Contre les mauvaises pensées.

 

 

 

N’éloigne point de moi ta dextre secourable :

Viens, ô maître du ciel, viens, ô Dieu de mon cœur ;

Ne me refuse pas un regard favorable

                À fortifier ma langueur.

 

Vois les pensers divers qui m’assiègent en foule ;

Vois-en des légions contre moi se ranger ;

Vois quel excès de crainte en mon âme se coule :

                Vois-la gémir et s’affliger.

 

Contre tant d’ennemis prête-moi tes miracles,

Pour passer au travers sans en être blessé,

Et donne-moi ta main pour briser les obstacles

                Dont tu me vois embarrassé.

 

Ne m’as-tu pas promis de leur faire la guerre ?
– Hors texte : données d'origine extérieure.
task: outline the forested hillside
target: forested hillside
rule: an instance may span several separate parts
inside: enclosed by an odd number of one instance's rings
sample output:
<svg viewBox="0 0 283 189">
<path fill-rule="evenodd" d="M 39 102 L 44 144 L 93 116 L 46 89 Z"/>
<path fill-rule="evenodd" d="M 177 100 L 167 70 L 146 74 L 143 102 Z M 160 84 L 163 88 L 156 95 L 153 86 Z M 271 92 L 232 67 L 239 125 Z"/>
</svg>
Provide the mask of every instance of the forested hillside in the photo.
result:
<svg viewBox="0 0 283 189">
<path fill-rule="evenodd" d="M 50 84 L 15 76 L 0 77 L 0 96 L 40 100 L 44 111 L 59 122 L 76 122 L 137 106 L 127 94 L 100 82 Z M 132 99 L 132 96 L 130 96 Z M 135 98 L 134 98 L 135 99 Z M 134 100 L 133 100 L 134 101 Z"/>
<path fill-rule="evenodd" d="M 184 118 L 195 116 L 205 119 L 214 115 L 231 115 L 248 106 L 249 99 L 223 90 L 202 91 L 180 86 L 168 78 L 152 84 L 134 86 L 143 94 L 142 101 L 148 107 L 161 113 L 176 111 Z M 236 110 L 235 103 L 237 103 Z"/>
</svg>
Ne m’as-tu pas promis de marcher devant moi,

Et d’abattre à mes pieds ces tyrans de la terre,

                Qui pensent me faire la loi ?

 

Oui, tu me l’as promis, et de m’ouvrir les portes,

Si jamais leurs fureurs me jetaient en prison,

Et d’apprendre à ce cœur qu’enfoncent leurs cohortes

                Les secrets d’en avoir raison.

 

Viens donc tenir parole, et fais quitter la place

À ces noirs escadrons qu’arme et pousse l’enfer :

Ta présence est leur fuite ; et leur montrer ta face,

                C’est assez pour en triompher.

 

C’est là l’unique espoir que mon âme troublée

Oppose à la rigueur des tribulations ;

C’est là tout son recours quand elle est accablée

                Sous le poids des afflictions.

 

Toi seul es son refuge, et seul sa confiance,

C’est toi seul qu’au secours son zèle ose appeler,

Cependant qu’elle attend avecque patience

                Que tu daignes la consoler.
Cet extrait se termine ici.